EX-3.2.6 2 dex326.htm AMENDMENT OF BYLAWS Amendment of Bylaws

Exhibit 3.2.6

AMENDMENT OF BYLAWS

19 December 2008

RESOLVED, by the action of the Board of Directors of Headwaters Incorporated (the “Corporation”) that the Bylaws (the “Bylaws”) of the Corporation be amended in the following respects:

1. To replace the last sentence of Article Two Section 8, with the following paragraph:

Except as may be provided in the terms of any series of preferred stock authorized for issuance pursuant to the Corporation’s Amended and Restated Certificate of Incorporation, at each meeting of the stockholders for the election of directors, at which a quorum is present, each director shall be elected by the vote of the majority of the votes cast (meaning the number of shares voted “for” a nominee must exceed the number of shares voted “withheld” from such nominee). Notwithstanding the foregoing, the directors shall be elected by a plurality vote of all votes cast at any meeting at which a quorum is present and (a) for which (i) the Secretary of the Corporation receives a notice in compliance with applicable requirements for stockholder nominations for director set forth in these Bylaws that a stockholder proposes to nominate a person for election to the Board of Directors, and (ii) such proposed nomination has not been withdrawn by such stockholder(s) on or prior to the tenth day preceding the date the Corporation first mails or otherwise transmits its notice of meeting for such meeting to the stockholders, or (b) under applicable law otherwise is an election in which the number of nominees is greater than the number of open seats on the Board of Directors. “Abstentions” and “broker non-votes,” if applicable, although counted for quorum purposes, shall not be included in the total number of votes cast or be counted as votes cast “for” or “withheld” from any nominee.
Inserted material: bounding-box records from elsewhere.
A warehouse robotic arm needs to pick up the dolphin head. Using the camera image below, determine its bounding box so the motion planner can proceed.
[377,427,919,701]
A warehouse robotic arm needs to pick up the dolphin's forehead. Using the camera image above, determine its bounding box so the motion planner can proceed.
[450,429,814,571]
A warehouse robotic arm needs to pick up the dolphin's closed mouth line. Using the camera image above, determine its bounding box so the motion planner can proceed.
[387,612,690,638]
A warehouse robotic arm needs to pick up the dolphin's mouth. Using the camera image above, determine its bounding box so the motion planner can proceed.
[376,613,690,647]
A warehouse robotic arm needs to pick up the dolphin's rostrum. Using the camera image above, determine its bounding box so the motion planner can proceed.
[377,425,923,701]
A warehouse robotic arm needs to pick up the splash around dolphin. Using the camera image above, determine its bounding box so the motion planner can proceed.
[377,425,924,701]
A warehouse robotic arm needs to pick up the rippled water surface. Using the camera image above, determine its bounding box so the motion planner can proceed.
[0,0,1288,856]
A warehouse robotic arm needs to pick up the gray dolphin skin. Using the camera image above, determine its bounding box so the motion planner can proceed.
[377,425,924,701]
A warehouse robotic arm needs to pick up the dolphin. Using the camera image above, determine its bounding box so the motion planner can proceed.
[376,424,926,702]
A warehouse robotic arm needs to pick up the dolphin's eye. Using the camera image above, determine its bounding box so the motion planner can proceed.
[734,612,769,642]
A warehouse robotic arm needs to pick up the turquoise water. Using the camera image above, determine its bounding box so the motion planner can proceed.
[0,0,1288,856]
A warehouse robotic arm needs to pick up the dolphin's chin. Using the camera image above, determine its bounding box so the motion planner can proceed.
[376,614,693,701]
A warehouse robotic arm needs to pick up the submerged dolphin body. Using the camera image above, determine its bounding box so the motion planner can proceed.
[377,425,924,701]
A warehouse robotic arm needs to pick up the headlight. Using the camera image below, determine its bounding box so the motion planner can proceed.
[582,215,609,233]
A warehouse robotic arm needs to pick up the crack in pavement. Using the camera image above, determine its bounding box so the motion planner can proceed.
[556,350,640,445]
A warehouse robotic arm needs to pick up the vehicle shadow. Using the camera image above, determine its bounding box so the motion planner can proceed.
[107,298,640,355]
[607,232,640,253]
2. To add the following paragraphs to Article Three Section 1:

Each director shall submit his or her Irrevocable Resignation as defined below.

The Board of Directors shall nominate for re-election as a director only an incumbent candidate who has tendered, prior to the mailing of the proxy statement for the annual meeting at which he or she is to be nominated for re-election as a director, an irrevocable resignation authorized by Section 141(b) of the Delaware General Corporation Law that will be effective upon (i) the failure of the director to receive the required vote at any annual meeting at which such director is nominated for re-election and (ii) acceptance by the Board of Directors of such resignation (an “Irrevocable Resignation”). The Board of Directors shall fill director vacancies and new directorships only with candidates who tender, at or prior to the time of their appointment to the Board of Directors, an Irrevocable Resignation.